Towards understanding the mechanisms of gene expression in Tetrahymena thermophila

Candidate: Alexandra Petrova
Supervisor: Dr. Jeffrey Fillingham

ABSTRACT

Gene regulation in eukaryotes is highly complex, and our understanding of many mechanisms remains limited, particularly in divergent eukaryotes. One of the key proteins in eukaryotic transcription is RNA polymerase II (RNAPII), an enzyme that transcribes genes to produce a functional product. Regulation of transcription is accomplished through many mechanisms, for instance, by utilizing histone variants to control recruitment of the transcriptional machinery and its access to DNA-binding sites. Histone variants H3.3 and H2A.Z are typically associated with active transcription. H3.3 deposition is usually observed in promoters and gene bodies, whereas H2A.Z is typically found in well-positioned nucleosomes around the transcription start sites.

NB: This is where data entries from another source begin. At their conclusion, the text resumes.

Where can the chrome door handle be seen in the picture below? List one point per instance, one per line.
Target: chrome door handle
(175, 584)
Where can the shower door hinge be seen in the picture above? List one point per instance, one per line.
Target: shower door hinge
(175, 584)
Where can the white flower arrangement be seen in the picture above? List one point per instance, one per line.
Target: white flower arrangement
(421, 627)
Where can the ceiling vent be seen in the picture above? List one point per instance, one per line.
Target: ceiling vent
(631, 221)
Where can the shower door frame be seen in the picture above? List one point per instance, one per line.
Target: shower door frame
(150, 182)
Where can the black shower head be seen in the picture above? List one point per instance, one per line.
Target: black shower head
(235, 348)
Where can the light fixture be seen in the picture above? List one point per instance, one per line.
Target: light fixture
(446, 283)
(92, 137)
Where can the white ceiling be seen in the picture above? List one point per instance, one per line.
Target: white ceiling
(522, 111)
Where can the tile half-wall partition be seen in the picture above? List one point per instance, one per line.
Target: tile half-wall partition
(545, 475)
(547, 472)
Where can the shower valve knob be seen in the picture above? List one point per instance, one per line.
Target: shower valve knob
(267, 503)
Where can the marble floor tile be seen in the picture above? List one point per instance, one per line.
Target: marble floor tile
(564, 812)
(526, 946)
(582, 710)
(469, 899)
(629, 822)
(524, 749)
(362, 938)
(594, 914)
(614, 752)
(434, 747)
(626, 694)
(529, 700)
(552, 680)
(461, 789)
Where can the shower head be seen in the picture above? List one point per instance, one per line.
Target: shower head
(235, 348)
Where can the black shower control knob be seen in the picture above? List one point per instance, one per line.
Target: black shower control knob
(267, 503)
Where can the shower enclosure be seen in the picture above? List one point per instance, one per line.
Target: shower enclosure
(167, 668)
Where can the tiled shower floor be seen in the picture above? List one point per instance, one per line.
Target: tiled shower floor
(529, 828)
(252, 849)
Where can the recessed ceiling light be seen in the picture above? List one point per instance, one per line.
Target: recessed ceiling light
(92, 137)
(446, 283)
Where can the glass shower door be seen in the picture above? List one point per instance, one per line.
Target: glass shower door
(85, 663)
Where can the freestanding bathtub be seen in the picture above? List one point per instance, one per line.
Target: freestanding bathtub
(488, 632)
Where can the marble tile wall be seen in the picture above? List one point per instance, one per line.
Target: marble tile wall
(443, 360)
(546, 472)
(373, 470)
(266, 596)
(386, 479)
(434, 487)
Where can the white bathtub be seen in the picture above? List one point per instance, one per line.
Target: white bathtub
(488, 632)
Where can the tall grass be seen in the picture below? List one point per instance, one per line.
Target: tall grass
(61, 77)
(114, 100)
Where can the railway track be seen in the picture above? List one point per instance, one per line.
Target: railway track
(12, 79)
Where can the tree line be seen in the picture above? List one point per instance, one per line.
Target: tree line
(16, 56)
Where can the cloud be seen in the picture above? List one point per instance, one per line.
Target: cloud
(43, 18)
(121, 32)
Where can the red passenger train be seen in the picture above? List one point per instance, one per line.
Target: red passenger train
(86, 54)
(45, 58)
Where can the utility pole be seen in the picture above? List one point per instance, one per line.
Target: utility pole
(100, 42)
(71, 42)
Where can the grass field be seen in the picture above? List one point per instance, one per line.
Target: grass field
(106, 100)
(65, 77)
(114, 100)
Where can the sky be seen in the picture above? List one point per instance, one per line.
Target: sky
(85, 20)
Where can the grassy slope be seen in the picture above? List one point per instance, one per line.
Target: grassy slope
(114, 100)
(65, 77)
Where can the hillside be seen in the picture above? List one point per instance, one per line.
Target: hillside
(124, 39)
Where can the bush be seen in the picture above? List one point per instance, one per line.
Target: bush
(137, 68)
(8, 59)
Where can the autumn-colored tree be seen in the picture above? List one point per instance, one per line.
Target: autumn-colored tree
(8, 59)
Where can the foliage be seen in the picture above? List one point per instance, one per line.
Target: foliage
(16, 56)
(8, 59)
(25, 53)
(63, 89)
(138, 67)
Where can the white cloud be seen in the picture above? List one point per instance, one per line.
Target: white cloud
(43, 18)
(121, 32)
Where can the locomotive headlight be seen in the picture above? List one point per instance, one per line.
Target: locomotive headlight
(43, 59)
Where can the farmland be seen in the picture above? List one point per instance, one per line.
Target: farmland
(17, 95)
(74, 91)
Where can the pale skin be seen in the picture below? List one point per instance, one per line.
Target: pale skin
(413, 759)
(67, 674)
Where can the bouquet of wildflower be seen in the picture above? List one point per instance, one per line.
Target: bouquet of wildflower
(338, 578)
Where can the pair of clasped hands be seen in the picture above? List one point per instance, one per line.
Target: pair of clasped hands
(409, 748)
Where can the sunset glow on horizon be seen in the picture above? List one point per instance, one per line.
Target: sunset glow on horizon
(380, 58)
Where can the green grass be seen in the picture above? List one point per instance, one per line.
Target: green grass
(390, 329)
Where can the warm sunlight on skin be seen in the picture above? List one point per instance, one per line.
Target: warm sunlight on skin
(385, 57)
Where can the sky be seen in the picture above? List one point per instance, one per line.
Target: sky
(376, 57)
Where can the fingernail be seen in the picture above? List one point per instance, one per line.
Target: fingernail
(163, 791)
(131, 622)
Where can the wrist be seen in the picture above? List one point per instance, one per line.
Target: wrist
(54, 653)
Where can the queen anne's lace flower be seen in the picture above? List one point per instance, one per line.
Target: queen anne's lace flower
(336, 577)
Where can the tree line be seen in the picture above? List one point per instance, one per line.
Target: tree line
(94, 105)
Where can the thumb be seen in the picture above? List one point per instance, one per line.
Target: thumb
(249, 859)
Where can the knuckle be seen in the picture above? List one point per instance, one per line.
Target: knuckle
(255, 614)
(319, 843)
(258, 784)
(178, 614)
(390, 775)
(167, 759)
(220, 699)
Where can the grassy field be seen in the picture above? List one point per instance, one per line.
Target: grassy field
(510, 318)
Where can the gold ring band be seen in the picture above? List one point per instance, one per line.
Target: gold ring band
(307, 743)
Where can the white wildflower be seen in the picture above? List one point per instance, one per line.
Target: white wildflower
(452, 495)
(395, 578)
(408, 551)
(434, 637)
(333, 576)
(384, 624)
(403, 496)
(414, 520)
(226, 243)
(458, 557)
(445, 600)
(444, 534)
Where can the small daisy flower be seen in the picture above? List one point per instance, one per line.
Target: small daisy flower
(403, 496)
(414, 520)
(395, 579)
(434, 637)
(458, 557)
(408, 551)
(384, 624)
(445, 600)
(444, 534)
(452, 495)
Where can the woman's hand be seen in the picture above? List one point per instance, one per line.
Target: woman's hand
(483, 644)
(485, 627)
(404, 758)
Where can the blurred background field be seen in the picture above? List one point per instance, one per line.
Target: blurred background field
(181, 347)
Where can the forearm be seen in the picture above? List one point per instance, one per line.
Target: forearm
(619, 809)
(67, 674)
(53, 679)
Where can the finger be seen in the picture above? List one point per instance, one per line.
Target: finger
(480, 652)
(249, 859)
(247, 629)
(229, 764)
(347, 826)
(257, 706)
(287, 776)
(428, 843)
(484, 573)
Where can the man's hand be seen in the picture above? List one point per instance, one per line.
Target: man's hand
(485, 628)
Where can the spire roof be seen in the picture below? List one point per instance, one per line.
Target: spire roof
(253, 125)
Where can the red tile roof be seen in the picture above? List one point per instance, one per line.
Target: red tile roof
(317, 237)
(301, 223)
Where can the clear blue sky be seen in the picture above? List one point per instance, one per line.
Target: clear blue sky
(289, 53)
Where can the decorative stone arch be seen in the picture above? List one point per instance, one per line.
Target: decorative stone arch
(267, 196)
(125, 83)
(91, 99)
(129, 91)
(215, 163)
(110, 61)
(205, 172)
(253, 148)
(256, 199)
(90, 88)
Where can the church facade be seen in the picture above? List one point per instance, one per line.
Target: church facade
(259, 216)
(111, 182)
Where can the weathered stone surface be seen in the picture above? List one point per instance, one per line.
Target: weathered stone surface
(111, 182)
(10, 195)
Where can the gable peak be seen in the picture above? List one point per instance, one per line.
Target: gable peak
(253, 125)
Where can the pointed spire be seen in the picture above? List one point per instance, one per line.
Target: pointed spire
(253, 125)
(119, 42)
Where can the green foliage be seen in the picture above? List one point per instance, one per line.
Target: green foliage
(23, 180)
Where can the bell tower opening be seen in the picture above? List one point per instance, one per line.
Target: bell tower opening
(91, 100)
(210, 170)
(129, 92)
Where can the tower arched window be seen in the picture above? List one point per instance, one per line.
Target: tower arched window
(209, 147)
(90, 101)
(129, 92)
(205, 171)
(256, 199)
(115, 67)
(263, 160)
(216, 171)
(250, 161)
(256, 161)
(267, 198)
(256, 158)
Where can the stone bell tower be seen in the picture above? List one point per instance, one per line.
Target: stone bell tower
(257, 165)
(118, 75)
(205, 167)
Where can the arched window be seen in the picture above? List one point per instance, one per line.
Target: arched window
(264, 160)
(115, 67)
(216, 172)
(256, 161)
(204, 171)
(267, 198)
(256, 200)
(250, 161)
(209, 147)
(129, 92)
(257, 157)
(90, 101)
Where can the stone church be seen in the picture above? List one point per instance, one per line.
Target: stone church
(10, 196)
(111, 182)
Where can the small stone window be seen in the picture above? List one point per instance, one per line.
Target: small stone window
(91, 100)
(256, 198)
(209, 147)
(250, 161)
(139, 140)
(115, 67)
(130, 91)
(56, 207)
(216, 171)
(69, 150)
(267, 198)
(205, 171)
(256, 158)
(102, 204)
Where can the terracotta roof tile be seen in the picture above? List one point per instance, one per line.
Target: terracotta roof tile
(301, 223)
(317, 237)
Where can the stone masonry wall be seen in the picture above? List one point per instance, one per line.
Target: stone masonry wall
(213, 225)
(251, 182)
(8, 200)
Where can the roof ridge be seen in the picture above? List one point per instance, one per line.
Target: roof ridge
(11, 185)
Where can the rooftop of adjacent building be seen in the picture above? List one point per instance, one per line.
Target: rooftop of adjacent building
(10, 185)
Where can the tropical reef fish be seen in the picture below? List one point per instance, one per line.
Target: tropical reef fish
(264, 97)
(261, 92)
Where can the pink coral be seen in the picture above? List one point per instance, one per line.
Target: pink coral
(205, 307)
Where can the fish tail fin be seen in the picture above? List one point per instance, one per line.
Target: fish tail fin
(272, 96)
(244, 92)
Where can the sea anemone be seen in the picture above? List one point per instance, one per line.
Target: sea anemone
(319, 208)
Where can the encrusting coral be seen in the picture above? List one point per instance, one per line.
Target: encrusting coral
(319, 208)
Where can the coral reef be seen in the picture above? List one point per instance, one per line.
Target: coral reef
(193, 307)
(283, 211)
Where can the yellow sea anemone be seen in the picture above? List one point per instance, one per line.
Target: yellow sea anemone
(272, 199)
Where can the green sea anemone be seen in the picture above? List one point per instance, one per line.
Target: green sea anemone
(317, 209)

This project aimed to establish DNA-binding patterns of the third-largest RNAPII subunit, Rpb3, and H3.3 in a model ciliate and divergent eukaryote Tetrahymena thermophila by utilizing next-generation sequencing and computational approaches. While Rpb3 research is still ongoing, I examined H3.3 deposition patterns and found the enrichment to be particularly strong in gene bodies and around transcription termination sites of genes involved in essential cellular processes. H3.3 also had an unexpected effect on the expression of DNA replication and chromatin organization genes, which requires further investigation. Furthermore, I examined the binding patterns of bromodomain-containing protein Ibd2, which was thought to have a role in H2A.Z removal by a chromatin-associated complex INO80. The analysis revealed that Ibd2 exclusively localized to H2A.Z-enriched genes, which provides further evidence for the current model of H2A.Z deposition pathway. Collectively, these findings contributed to a better understanding of gene regulation in protists. Furthermore, Tetrahymena shares a lot of conserved gene regulation mechanisms with higher eukaryotes. Therefore, these findings may be applicable to metazoans, including humans.